What has not dawned on
those who have political power slipping through their hands is that this is not
about the core issues of service delivery, corruption and state capture,
internal power struggles, succession battles, and factionalism. It is about the
overall disagreements over the form, character, and trajectory of the
democratic and constitutional order. This process of deterioration started a
while ago, and those in the driving seat woke up when it was in an advanced
state.
Some of the signs of
decay started when the inclusivity of the democratic order was undermined by an
uncontrollable appetite to exclude critical stakeholders from determining RSA’s
destiny. Although the constitutional settlement recognises the injustices of
the past, some of the political agreements buttressing the continuity of the
spirit that underpinned the 1990-1996 settlement were undergoing systemic
disregard and, as a result, are fraying.
The normative state, one
of the preconditions for the stability of the democratic order, has been
exhibiting signs of deterioration. Prerogative or arbitrary decision-making that
undermined the principles of public administration and ethicalness in general
has been on the rise, not just in the obvious operational spaces such as the
public service, but has been entrenching itself on a large scale in local
government.
Perhaps
the first step is to recognise that 40% is a loss of state power, and it might be
the beginning of an irreversible decline. The time to declare an organisational
state of emergency might be now. Suspend all leadership contests and, by
default, disputes. Govern the party with task teams. Incorporate renewal
objectives into the performance framework.
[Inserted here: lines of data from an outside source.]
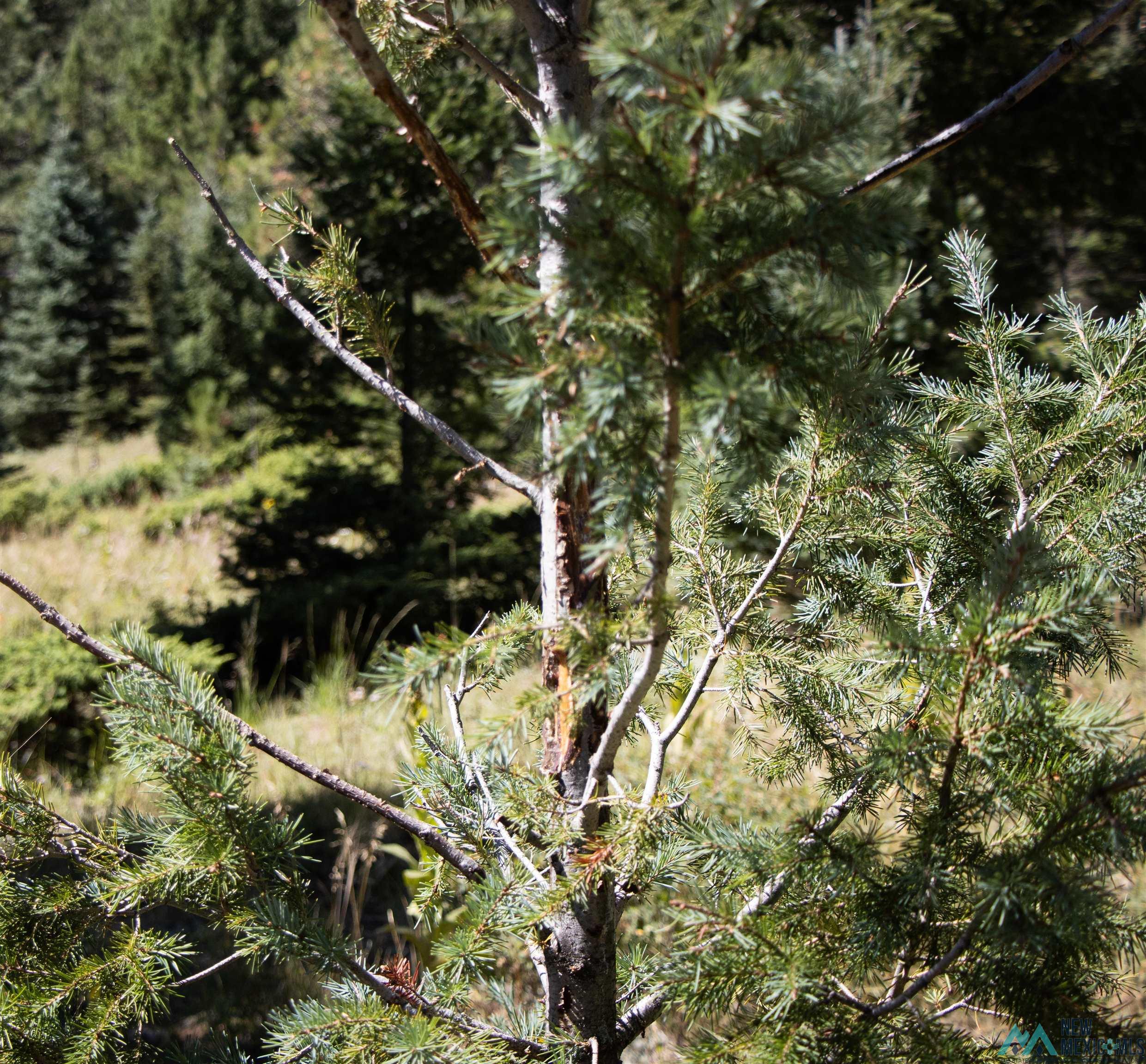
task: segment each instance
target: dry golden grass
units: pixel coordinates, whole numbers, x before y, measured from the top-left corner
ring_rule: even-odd
[[[233,594],[220,578],[221,537],[204,525],[148,539],[147,504],[87,512],[52,534],[0,542],[0,568],[38,591],[89,631],[116,621],[146,620],[159,605],[194,616]],[[40,621],[13,596],[0,598],[0,638]]]
[[[57,443],[41,451],[16,451],[5,455],[5,463],[19,466],[24,474],[45,483],[66,484],[159,457],[155,433],[143,432],[111,443]]]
The National General Council should
be about charting a way forward. Watch closely how society is evolving and what
new member behaviours are emerging.
The truth is that resurrecting
the ANC to its former self will be impossible. The political landscape is
disrupted; unless the ANC leverages this disruption to its advantage, it will
be destabilised. In dealing with this leadership, not only those who find
themselves in the NEC but also in its broadest sense, must show restraint and
recapture a degree of respect to regain their fractured reputation. This will
require acute departures from how those sitting in positions to start
acknowledging that politics is an elite activity and would require intense
consultation with the ANC’s own elites.